Maddocks Ian
Flinders University of South Australia, Australia.
J Pain Palliat Care Pharmacother. 2003;17(3-4):211-21.
Individuals who have experience in palliative care in wealthier countries with well-structured health systems see the palliative care needs of developing countries as forbiddingly huge. They are aware of an increasing incidence of cancer, but health delivery systems are often patchy and deficient, medications for pain management are not widely available, and cultural considerations limit opportunities to face advanced illness and focus on symptom control in terminal illness. An increasing prevalence of HIV infection compounds palliative care needs. Medical practice focuses on interventions that promise cure and earn a good reward, while nursing standards are variable and often unsatisfactory. There is a need for demonstrations of good care and effective symptom control, even if these reach only a small fraction of the needy population. On such demonstrations can be built education programs that take account of local realities, and promote attitudes, knowledge and skills capable of gradually introducing a greater professional concern and a better prospect of effective care for the dying.

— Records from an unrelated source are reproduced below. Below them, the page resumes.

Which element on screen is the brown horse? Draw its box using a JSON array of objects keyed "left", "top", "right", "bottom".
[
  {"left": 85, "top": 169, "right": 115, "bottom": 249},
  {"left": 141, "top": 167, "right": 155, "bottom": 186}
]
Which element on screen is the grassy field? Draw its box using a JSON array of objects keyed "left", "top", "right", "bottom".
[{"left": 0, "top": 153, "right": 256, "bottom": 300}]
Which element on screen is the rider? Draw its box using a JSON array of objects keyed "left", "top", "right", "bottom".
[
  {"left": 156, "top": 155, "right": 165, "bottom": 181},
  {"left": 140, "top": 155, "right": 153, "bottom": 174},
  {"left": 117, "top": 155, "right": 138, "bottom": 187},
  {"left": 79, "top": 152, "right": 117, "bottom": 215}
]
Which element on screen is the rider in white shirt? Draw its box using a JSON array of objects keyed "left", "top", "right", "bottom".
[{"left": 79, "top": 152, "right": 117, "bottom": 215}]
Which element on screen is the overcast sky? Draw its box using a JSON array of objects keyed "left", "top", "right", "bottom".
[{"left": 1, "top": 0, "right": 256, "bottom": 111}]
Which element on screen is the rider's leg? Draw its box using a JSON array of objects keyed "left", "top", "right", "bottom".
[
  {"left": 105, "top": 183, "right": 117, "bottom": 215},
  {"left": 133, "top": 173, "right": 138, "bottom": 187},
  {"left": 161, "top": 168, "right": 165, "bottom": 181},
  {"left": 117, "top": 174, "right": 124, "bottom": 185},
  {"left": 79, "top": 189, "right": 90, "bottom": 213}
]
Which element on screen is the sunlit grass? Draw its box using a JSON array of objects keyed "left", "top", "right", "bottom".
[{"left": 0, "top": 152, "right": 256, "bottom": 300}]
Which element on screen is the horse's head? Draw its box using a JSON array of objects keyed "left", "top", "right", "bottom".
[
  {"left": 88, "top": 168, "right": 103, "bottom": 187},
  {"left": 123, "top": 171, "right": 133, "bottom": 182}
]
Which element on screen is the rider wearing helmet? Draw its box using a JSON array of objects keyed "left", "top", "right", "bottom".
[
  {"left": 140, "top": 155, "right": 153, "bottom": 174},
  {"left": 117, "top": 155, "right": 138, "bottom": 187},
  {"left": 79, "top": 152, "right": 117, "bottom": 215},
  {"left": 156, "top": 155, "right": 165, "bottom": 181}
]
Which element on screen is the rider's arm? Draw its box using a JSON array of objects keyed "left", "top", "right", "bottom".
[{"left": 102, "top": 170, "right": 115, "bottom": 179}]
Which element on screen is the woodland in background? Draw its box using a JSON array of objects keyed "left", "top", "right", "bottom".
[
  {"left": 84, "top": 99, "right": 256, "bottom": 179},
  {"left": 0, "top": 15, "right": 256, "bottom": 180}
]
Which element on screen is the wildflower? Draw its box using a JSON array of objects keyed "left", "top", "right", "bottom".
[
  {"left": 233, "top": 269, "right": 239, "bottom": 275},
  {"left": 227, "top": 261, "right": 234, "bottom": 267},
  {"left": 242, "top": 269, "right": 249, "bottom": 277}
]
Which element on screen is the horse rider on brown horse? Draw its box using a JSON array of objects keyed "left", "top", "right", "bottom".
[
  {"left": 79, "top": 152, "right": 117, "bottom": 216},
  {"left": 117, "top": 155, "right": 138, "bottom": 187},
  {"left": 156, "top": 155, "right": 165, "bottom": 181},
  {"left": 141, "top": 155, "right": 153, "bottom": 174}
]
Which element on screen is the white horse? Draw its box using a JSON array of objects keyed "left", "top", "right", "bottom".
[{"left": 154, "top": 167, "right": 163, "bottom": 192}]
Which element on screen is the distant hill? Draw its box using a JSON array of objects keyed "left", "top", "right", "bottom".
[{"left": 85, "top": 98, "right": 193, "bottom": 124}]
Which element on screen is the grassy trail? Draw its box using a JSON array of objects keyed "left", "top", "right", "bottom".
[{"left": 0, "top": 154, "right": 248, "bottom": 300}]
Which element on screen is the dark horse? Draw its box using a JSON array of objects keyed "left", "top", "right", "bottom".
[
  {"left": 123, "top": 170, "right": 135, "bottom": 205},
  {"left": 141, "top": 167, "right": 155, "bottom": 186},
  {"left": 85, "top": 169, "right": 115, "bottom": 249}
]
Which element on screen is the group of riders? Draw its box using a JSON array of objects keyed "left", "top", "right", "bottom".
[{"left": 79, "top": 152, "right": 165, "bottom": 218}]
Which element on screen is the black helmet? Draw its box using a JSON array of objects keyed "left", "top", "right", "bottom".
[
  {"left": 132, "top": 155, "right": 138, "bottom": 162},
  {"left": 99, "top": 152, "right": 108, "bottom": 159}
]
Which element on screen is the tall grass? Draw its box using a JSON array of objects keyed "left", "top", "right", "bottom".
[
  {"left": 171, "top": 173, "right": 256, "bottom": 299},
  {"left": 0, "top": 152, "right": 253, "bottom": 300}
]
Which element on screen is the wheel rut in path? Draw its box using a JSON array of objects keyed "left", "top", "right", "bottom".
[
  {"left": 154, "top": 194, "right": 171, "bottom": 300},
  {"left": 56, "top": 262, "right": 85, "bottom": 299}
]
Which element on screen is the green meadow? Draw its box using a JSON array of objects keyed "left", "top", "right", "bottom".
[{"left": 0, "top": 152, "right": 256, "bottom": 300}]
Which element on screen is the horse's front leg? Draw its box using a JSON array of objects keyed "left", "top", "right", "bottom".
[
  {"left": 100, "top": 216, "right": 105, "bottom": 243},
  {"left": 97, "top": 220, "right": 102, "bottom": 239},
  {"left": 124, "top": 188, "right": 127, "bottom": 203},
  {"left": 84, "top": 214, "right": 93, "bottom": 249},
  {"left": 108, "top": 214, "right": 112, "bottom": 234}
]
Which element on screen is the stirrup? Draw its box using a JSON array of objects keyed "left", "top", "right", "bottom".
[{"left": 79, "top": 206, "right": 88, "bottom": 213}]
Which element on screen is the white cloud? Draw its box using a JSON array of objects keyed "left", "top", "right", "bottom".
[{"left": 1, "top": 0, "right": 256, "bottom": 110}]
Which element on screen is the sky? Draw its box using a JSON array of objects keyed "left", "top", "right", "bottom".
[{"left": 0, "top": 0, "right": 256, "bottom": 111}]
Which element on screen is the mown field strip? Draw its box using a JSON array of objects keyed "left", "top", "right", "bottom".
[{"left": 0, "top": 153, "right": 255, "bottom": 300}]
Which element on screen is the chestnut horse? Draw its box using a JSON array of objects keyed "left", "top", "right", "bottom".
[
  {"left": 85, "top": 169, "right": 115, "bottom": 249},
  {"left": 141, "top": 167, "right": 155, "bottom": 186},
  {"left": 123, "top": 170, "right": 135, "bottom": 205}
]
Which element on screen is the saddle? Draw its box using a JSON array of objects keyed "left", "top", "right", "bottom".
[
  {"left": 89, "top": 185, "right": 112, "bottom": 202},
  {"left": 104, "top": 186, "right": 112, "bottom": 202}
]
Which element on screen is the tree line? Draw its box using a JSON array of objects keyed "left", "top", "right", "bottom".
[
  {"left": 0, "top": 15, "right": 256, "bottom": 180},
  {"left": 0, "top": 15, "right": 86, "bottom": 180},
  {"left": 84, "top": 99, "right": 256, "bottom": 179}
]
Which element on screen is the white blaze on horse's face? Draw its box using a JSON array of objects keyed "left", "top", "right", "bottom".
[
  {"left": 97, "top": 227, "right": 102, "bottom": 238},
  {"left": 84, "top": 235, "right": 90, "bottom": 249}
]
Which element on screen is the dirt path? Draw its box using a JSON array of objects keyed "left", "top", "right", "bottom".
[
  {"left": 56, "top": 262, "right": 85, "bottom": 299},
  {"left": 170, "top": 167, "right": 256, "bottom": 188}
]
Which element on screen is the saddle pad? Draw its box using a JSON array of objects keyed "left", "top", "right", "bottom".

在拥有结构完善的卫生系统的富裕国家,有姑息治疗经验的人认为发展中国家的姑息治疗需求极其巨大。他们意识到癌症发病率在上升,但卫生服务体系往往不完整且存在缺陷,疼痛管理药物供应不广泛,文化因素限制了面对晚期疾病和专注于终末期疾病症状控制的机会。艾滋病毒感染率的上升加剧了姑息治疗需求。医疗实践侧重于有望治愈且能带来丰厚回报的干预措施,而护理标准参差不齐,往往不尽人意。即使只能惠及一小部分有需求的人群,也需要展示良好的护理和有效的症状控制。基于此类示范,可以建立考虑当地实际情况的教育项目,并促进相关态度、知识和技能的发展,从而能够逐步引入更多的专业关注以及为临终者提供有效护理的更好前景。